On a happier note, one author who is a standout in a non-bigoted sense is the late 1900 century American author William Dean Howells. Although not taking on or propagating antisemitism, he was clearly against anti-black racism and the anti-labor sentiments of his time. His father ran an abolitionist paper before the Civil War and Howells himself was very explicitly a socialist. He bravely, and uniquely, stood up for men who were put on trial for an anarchist bombing, the Hey Market Affair, which they were clearly innocent of by having alibis showing they weren't even present. Even his best friend, Mark Twain, wouldn't stand up for the men when they were on trial for their lives, basically saying, and I'm paraphrasing, they're radicals who deserve to put to death their non patriotic views, so who cares about saving them. (They were put to death.) At the same time, Howells shines a realistic spotlight on his characters who make clearly racist comments, like the adolescent the daughter in "A Hazard of New Fortunes" who observes that New York is getting "Mickey" (as in too many Irish immigrants) in the late 1800s novel. In the same story, an old Southern gentleman writes a book in defense of slavery after the Civil War that one of Howell's most optimistic and likable characters (Fulkerson) publishes in his new literary magazine. Fulkerson is also sympathetic to the side of greedy capitalists against the striking streetcar workers demanding livable wages. Unlike Trollope, Howells shows his sympathetic characters while not making observations as a narrator that apparently agree with the bigotry of his time.

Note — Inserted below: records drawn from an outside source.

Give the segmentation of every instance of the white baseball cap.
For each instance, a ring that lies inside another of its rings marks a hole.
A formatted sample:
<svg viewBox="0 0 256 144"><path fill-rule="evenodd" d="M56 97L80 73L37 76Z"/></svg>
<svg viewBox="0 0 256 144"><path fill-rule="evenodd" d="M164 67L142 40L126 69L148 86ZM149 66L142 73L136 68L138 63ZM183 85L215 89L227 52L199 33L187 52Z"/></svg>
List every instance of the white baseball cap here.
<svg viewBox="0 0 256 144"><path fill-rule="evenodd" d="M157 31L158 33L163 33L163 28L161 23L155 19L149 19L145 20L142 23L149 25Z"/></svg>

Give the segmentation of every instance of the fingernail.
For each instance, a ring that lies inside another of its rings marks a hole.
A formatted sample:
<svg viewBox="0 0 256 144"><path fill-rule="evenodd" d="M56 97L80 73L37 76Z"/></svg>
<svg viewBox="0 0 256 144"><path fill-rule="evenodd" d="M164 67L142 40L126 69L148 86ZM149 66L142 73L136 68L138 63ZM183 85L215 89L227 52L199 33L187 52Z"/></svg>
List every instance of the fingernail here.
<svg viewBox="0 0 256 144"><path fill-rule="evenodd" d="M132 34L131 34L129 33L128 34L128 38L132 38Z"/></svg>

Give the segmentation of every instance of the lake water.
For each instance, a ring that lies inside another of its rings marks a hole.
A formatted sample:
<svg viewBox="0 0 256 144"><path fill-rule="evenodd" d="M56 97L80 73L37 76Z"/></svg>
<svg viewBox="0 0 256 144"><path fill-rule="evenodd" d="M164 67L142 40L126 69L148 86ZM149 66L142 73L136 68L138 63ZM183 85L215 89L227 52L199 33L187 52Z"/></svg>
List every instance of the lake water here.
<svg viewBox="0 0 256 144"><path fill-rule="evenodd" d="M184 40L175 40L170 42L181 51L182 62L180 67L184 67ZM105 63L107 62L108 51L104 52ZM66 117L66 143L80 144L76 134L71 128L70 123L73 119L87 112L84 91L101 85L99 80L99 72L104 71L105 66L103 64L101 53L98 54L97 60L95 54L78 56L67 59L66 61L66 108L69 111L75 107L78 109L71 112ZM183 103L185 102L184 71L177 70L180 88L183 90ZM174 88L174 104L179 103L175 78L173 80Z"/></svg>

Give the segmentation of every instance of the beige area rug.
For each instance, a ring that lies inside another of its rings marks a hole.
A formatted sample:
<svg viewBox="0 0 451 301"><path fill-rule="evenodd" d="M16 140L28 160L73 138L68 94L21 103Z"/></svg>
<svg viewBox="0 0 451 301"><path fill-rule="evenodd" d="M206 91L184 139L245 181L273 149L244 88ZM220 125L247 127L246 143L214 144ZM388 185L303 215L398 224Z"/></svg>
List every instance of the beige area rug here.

Authors and artists hold a mirror to the attitudes of their times. Some partake in the prejudices, some observe and condemn by observing. As a reader, I love Trollope for being a marvelous story teller and I try to understand, though deplore, his apparent bigotry. But I love Howells more for being an author who was brave and prescient enough to rise above the prejudices of his time to observe characters just as minutely without agreeing with his society's horrible stereotypes on race and class.